Wieder ist der Kongo in die Schlagzeilen der Weltpresse gerückt: Meuternde und betrunkene kongolesische Soldaten haben in der Provinz Kivu dreizehn italienische Flieger, die im Dienst der UN standen, bestialisch ermordet. Malaiischen Verbänden der Vereinten Nationen gelang es schließlich, die herumstreunenden und brandschatzenden Kongolesen zu umzingeln und ihnen die Fluchtwege abzuschneiden. Es halten sich die Gerüchte, daß Antoine Gizenga, der Vizepremier der Zentralregierung und Chef der Ostprovinz, von Leopoldville abgefallen sei. Was sich in Albertville, im Norden Katangas, in diesen Tagen abspielte, schildert der folgende Augenzeugenbericht:

G. Y., Albertville, im November

In Albertville, wo Truppen aus der Ostprovinz Gizengas einmarschiert waren, sah ich betrunkene, grölende Soldaten in den Straßen. Überall kam es zu Schlägereien, Plünderungen und Übergriffen.

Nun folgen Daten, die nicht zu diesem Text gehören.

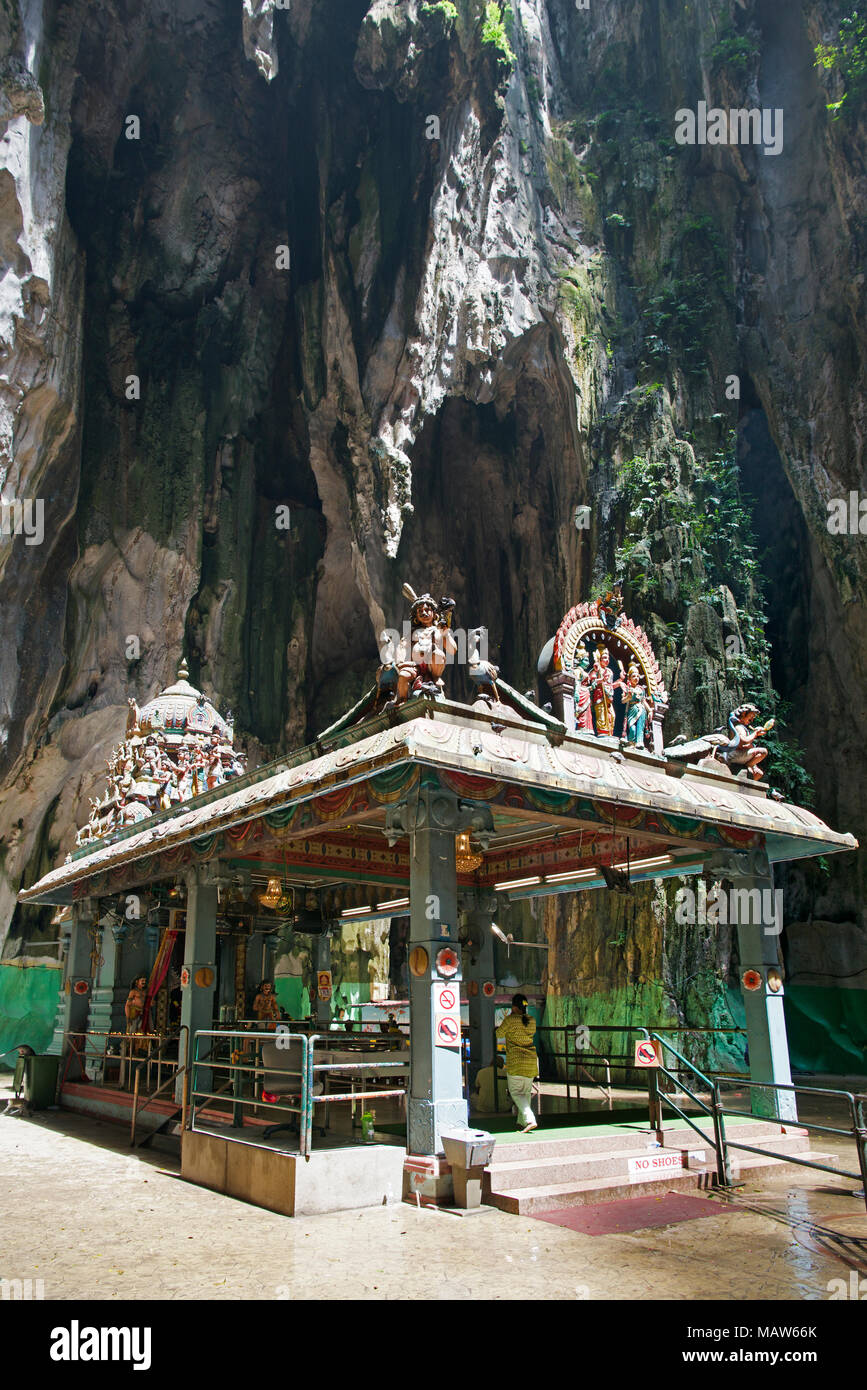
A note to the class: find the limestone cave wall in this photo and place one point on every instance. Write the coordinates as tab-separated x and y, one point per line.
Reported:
432	277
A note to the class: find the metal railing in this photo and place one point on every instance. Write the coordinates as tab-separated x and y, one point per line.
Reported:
582	1061
717	1112
171	1080
106	1050
304	1075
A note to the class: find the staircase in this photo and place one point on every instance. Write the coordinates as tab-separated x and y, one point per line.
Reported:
545	1172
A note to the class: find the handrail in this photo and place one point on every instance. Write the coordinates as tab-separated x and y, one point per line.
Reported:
307	1066
239	1068
719	1111
656	1097
170	1080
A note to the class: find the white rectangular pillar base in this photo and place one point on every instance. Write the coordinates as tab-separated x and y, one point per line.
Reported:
427	1118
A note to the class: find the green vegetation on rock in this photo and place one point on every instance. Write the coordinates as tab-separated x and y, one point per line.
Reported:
495	31
848	57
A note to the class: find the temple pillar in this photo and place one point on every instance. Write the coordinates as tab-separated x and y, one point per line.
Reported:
480	973
752	906
199	968
72	1008
436	1097
104	1005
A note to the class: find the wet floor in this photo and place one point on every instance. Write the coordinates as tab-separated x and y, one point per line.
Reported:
95	1221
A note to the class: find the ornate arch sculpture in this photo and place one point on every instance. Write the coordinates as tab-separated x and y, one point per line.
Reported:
598	624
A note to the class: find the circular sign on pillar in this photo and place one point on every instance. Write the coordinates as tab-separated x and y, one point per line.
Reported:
448	962
418	961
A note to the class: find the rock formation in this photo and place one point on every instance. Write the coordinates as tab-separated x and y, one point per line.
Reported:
293	293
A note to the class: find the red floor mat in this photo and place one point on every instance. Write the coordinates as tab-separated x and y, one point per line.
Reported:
634	1214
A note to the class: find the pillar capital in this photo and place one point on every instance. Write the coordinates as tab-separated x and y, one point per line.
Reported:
739	863
435	808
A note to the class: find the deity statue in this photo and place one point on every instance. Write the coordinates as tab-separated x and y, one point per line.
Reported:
182	788
637	704
610	606
134	1008
417	666
132	717
600	680
741	751
214	773
584	715
264	1005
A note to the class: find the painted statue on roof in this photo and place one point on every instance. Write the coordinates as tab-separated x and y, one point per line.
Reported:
177	747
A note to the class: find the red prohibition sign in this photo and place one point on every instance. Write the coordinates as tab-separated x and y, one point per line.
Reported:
446	1029
446	961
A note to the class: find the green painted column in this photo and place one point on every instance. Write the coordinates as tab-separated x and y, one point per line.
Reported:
72	1008
753	908
480	972
199	955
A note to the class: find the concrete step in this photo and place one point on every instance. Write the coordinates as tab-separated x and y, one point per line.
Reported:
548	1197
614	1162
628	1139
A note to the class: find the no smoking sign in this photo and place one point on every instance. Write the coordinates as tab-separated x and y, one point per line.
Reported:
446	1015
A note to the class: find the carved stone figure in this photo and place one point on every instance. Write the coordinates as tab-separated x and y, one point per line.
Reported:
602	692
735	749
175	747
741	749
418	663
637	705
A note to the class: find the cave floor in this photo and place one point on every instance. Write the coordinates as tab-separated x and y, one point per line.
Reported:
78	1218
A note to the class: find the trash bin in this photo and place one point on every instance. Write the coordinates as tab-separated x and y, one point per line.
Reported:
40	1082
468	1151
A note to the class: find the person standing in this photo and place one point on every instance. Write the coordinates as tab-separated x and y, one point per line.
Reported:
517	1032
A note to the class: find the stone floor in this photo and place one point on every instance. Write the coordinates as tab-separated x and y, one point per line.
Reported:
96	1222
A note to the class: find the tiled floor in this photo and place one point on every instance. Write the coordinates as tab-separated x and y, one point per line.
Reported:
95	1221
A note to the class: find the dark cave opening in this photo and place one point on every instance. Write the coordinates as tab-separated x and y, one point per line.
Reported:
784	551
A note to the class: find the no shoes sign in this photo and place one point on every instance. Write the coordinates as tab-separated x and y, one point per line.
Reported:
446	1015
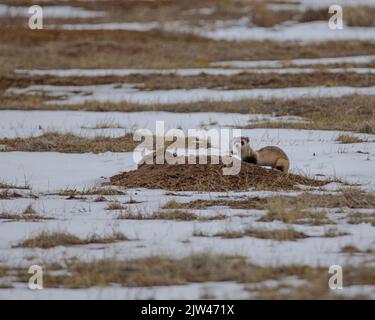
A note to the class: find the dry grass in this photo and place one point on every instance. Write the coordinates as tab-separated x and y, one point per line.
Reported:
6	194
276	234
348	139
295	216
4	185
159	270
23	48
72	193
29	215
334	232
358	218
280	207
209	177
351	249
176	215
166	271
70	143
115	206
245	80
348	113
46	240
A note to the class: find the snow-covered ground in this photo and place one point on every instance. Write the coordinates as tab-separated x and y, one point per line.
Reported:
133	93
312	152
307	32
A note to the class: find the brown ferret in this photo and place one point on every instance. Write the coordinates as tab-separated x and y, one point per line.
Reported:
268	156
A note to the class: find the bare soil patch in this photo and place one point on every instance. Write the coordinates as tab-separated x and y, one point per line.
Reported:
209	177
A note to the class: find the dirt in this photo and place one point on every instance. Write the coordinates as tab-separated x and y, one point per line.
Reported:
209	177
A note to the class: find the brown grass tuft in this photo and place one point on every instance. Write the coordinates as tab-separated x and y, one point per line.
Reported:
46	240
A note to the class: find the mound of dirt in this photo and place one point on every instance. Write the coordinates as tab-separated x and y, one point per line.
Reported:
209	177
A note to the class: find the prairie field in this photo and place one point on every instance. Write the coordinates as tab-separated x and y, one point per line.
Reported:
77	200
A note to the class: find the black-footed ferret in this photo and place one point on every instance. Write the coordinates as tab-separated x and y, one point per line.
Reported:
268	156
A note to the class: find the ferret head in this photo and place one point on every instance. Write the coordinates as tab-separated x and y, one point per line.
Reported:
239	144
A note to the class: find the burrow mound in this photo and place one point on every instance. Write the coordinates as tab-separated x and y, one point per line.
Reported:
209	177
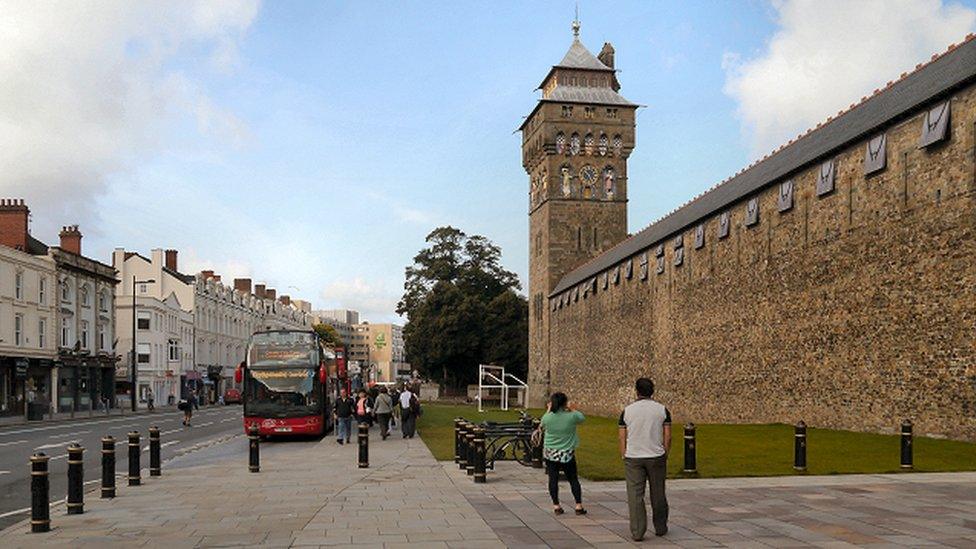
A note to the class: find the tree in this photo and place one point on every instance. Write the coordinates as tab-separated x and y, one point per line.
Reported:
463	309
328	335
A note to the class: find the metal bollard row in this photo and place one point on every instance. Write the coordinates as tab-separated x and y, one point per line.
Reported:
254	449
75	501
363	439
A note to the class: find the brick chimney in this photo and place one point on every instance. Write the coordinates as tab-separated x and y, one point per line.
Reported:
171	260
13	223
606	54
70	239
242	285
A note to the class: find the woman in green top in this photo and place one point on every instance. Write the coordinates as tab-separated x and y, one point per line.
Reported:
559	449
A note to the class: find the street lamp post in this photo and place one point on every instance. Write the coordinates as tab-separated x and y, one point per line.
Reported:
135	358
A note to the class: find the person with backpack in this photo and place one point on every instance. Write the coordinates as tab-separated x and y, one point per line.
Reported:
559	445
645	441
409	409
384	411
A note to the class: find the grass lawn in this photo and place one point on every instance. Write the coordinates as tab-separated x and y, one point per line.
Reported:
725	450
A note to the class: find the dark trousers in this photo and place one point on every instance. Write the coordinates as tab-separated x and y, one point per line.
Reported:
384	420
569	468
639	472
408	423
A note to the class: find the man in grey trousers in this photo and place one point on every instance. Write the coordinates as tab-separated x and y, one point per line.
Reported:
645	440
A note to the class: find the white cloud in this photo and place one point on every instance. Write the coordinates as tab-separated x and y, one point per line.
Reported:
827	54
87	88
375	300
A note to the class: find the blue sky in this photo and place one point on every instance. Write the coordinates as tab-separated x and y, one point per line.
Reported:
313	145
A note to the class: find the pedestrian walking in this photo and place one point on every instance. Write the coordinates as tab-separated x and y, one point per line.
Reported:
409	407
187	408
363	408
645	441
384	411
343	413
559	449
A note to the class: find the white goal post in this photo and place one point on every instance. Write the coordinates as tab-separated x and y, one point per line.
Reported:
495	377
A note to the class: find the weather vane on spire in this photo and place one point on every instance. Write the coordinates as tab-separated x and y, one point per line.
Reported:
576	23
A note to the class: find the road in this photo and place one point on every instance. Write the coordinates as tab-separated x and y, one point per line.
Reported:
210	426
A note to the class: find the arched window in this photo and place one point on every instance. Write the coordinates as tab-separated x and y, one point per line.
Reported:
609	183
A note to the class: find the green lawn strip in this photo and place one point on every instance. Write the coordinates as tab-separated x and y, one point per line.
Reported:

Es begann am Dienstag. Plötzlich tauchten auf der Hauptstraße von Albertville zweihundert kongolesische Soldaten auf. Sie waren die Vorhut einer Kolonne von 1000 Mann, die bald darauf die Stadt besetzten, die bisher zu Tschombes Einflußbereich gehörte. Auf einmal hingen aus den Fenstern der Hotels, der Geschäfte und Wohnhäuser die Fahnen der Zentralregierung. Jeder hatte sie sich beschafft – vorsorglich.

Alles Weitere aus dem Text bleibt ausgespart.